Objectives and Methods:

This study is currently in progress. Our goal is to develop, evaluate and disseminate innovative knowledge translation tools to increase awareness, knowledge and uptake of evidence about COVID-19 among parents and families. Our methods mirror our well-established, iterative co-development process. First, we conducted a qualitative study of parents with children who have had COVID-19 to understand their experiences, information needs, decision-making process, and the type of care they accessed and received. Concomitantly, we held focus groups with parents from diverse community groups to understand their experiences and information needs related to COVID-19 public health measures, including vaccination, mask wearing, and social distancing. Semi-structured interviews and focus groups were conducted via zoom. Data collection and thematic analysis occurred concurrently; the analysis team employed three stages during the analytic process – coding, categorizing and developing themes. Trustworthiness was ensured through iterative data collection and analysis, detailed study audit trail and investigator triangulation. Second, we will then co-create knowledge translation tools with parents, our Pediatric Parent Advisory Group, and our Pediatric Parent Consultation Network. The knowledge translation tools will build on the data from the interviews and focus groups, and merge parent experiences with the best available research evidence about COVID-19. We will conduct evaluations of our knowledge translation tools by healthcare professionals to ensure clinical accuracy. We will also conduct usability testing among a national sample of parents. 
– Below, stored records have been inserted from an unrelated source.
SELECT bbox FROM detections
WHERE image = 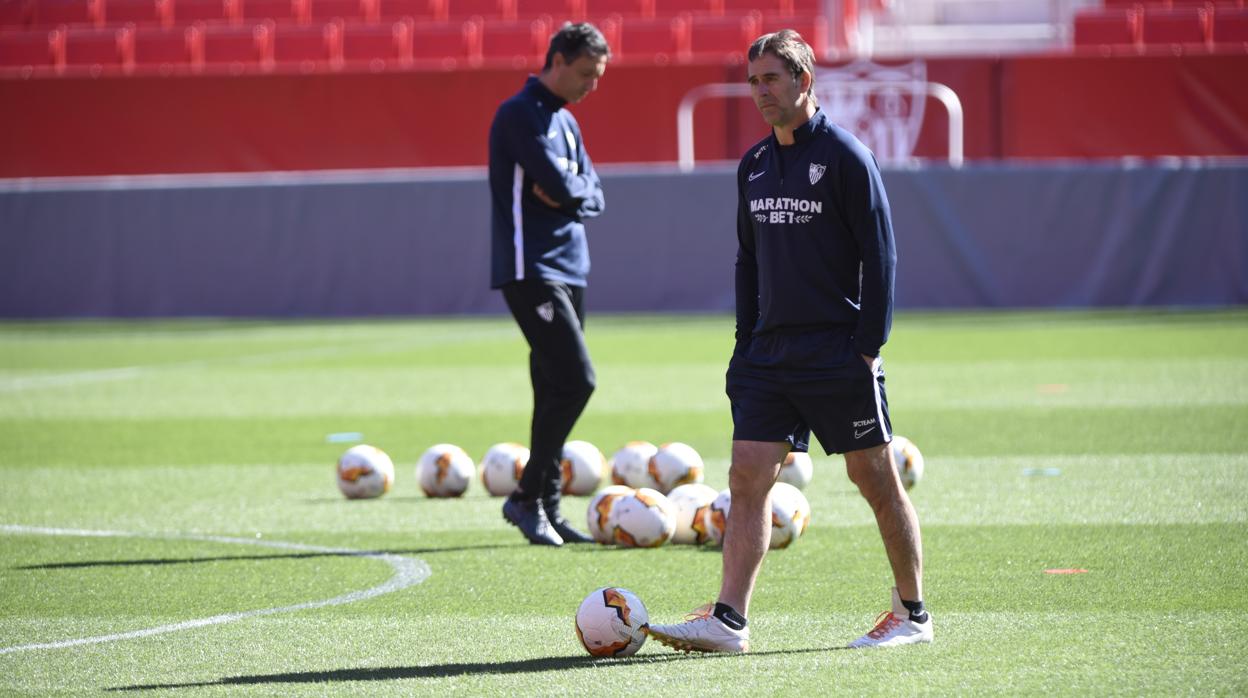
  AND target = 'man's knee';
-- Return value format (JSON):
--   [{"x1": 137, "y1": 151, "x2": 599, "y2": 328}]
[
  {"x1": 728, "y1": 441, "x2": 789, "y2": 502},
  {"x1": 845, "y1": 445, "x2": 901, "y2": 508}
]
Findings and Significance:

Our qualitative findings highlight the information needs and experiences of families with a child with COVID-19, which includes the complexities of navigating changing public health directives, managing COVID-19 in the family, the stress and anxiety incurred by parents, and the mental health effects of isolation and pandemic effects on children. This work will generate new knowledge and inform the development of tools to address the immediate public health crisis whilst having applicability and utility beyond the pandemic period. Key outputs include novel knowledge translation tools about COVID-19 that are responsive to the information needs and experiences of parents and families. These tools will be accessible to a diverse audience, including different cultural groups, and those living in rural and remote communities. Our work will impact parents and families across Canada and beyond.